At the waterfall, we parked our bikes, making sure to take all of our belongings (including the helmets). A festive group of food stalls marked the entrance to the park. Nigel explained that the waterfall -- although not well known among tourists -- is a big attraction for Cambodians, who come out on the weekends to rent hammocks and pavilions with family members, picnic and swim. While it was quiet on the weekday we were there, evidence of the weekend rush showed, with trash strewn all over, including in the water itself. The government is doing more to educate Cambodians about trash, Nigel said, but keeping things tidy is still not a priority (and it's noticeable, particularly when compared to more developed Thailand and Singapore). Although it was hot, we did little more than stick our feet in the water.

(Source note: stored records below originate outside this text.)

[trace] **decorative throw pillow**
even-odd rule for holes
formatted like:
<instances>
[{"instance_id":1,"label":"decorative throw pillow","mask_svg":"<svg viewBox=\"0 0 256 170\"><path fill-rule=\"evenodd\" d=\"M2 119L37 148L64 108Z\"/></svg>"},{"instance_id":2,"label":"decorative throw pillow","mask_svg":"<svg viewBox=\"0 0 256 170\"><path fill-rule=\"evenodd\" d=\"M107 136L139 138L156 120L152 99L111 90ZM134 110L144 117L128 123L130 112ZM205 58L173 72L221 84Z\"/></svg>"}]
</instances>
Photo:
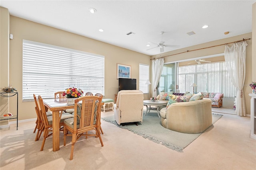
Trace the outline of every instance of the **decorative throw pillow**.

The next stop on our adventure: the beach. The country's coastline is small compared to its neighbors, but Cambodia's beaches are still top notch, and relatively pristine. The road back to the ocean took us past farmland and villages, comprised mainly of tin-roofed homes on stilts. Again, here we were driving on main roads, but after several hours on the bikes, we felt confident that traffic would leave us alone -- and they did.

After dipping our toes in the sea, our ride back to Woody's was uneventful. We cleaned up then went back to the port in Woody's tuk tuk, passing a colony of monkeys on the way. Although we had cleared the dust from our faces, dirt and mud remained on our legs, shorts and T-shirts; we received a few questioning looks from other passengers on our luxury cruise as we boarded. But that didn't matter. We knew the adventures we had on our quad bikes that day -- and would do it again in a second.

Quad bike driving down muddy road
Driving down a muddy road (Photo: Chris Gray Faust)

Worth a Try?

Sure, as long as you have an adventurous bent and don't mind local experiences, such as using a squat toilet. Nervous types need not apply. The excursion would also not be good for someone who has medical issues aggravated by jostling, as the roads are sometimes very bumpy. You will also get dusty and dirty.

We're aware that we're listing a lot of caveats here, but trust us: Quad biking is really fun, and we felt we got as much out of our day with Woody as we did on more passive excursions. If you're looking for something different to do in Sihanoukville, give it a try.

Things to Note

Payment for the excursion is in U.S. dollars, which are available at all ATMs in Sihanoukville. You'll want to bring tissue for the aforementioned toilets. Make sure your sunglasses are wide enough to keep out the dust and ask Woody for a mask if you think the fine granules will bother you.